U.S. President Joe Biden seeks to cooperate with allies to curb China's maritime incursions and human rights abuses. Joint statements after recent bilateral summits with Japan and South Korea explicitly mentioned the Taiwan Strait, and Washington hopes that having the G-7 follow suit will demonstrate that major economies are aligned on the issue.

Bringing Europe on board would be particularly significant. European countries had generally been more restrained than the U.S. in their criticism of China, prioritizing economic ties with one of the world's largest economies while not seeing it as much of a security threat due to the geographic distance between them.

But wariness toward Beijing is growing in the region, owing not only to the problems in Hong Kong and Xinjiang, but also to concerns about China's early handling of the COVID-19 outbreak.

Countries including the U.K. and Germany are sending warships to East Asia this year and are set to conduct joint exercises with Japan's Self-Defense Forces, aiming to discourage any provocative moves by Beijing.

The Taiwan situation has become an economic security concern as well, given the island's status as the world's largest producer of semiconductors -- a critical strategic resource.
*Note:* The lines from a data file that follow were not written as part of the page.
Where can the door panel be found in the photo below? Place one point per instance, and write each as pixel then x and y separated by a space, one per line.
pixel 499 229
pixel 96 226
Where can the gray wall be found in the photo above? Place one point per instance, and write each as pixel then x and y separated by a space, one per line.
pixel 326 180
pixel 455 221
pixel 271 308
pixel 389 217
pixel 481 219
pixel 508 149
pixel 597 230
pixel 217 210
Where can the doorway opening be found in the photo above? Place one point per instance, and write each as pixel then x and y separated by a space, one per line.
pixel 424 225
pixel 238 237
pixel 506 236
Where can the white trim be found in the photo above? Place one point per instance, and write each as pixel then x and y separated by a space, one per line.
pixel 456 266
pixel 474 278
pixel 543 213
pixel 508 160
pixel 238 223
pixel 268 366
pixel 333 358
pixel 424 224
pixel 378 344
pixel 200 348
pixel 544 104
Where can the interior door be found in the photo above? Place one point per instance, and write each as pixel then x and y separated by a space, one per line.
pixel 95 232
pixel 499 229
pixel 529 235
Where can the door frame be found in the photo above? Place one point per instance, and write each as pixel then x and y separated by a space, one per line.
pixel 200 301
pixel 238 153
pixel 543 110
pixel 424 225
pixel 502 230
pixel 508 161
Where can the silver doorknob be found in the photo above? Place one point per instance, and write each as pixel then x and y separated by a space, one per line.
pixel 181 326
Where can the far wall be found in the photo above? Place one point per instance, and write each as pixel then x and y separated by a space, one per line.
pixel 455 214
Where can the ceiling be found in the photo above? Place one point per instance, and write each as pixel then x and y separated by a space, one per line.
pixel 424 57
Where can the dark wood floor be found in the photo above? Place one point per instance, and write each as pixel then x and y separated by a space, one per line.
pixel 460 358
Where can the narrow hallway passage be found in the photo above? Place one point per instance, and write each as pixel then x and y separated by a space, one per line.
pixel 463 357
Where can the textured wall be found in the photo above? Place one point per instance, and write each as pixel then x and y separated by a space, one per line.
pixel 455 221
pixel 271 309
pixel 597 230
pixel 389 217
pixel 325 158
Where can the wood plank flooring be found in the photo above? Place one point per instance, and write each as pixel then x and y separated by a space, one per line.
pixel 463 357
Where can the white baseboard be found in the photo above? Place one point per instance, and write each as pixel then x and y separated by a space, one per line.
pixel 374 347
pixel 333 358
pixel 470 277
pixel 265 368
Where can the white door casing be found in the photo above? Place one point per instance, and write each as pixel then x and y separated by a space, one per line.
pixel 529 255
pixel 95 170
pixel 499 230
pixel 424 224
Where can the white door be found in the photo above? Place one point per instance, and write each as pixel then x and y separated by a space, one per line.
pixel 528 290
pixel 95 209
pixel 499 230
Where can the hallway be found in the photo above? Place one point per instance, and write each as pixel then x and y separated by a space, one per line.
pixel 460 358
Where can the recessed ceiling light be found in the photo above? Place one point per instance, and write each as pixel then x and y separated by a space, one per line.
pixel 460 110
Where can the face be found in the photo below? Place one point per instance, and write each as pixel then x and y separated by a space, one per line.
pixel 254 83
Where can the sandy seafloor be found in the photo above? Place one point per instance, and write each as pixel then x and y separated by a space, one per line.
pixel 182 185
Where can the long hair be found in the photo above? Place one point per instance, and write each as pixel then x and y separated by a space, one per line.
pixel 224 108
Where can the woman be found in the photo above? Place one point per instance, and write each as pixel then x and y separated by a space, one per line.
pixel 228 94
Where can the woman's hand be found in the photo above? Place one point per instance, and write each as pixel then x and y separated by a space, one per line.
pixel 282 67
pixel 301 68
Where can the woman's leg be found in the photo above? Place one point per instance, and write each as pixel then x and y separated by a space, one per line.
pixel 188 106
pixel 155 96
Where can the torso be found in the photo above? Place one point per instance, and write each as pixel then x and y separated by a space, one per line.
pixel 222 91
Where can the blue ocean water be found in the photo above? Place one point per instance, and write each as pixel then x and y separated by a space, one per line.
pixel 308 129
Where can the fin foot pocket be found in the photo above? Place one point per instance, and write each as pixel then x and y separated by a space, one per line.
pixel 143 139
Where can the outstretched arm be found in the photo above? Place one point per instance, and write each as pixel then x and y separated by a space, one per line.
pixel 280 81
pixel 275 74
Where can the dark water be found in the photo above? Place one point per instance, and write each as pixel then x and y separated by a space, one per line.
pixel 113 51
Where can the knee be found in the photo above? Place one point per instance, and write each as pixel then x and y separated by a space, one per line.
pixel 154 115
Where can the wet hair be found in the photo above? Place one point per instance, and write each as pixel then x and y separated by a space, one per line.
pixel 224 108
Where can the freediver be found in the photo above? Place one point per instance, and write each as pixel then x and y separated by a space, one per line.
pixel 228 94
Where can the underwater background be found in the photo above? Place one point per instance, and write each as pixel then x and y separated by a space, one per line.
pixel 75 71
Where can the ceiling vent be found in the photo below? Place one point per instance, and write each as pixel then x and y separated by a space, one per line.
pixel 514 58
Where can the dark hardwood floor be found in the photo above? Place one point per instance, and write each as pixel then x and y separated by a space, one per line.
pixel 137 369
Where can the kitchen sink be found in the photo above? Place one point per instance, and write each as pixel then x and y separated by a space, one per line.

A conflict in the area would throw global supply chains into disarray, and European countries are keen to head off this risk to their industrial policies.

Political factors may heighten the risk of a clash.

China, which considers Taiwan a part of its territory, sees the island as a "core interest" on which it is unwilling to give ground -- and within the Chinese Communist Party, strong voices are pushing for a speedy reunification. There are concerns within the G-7 that the party's twice-a-decade congress coming up in 2022 could fan the flames.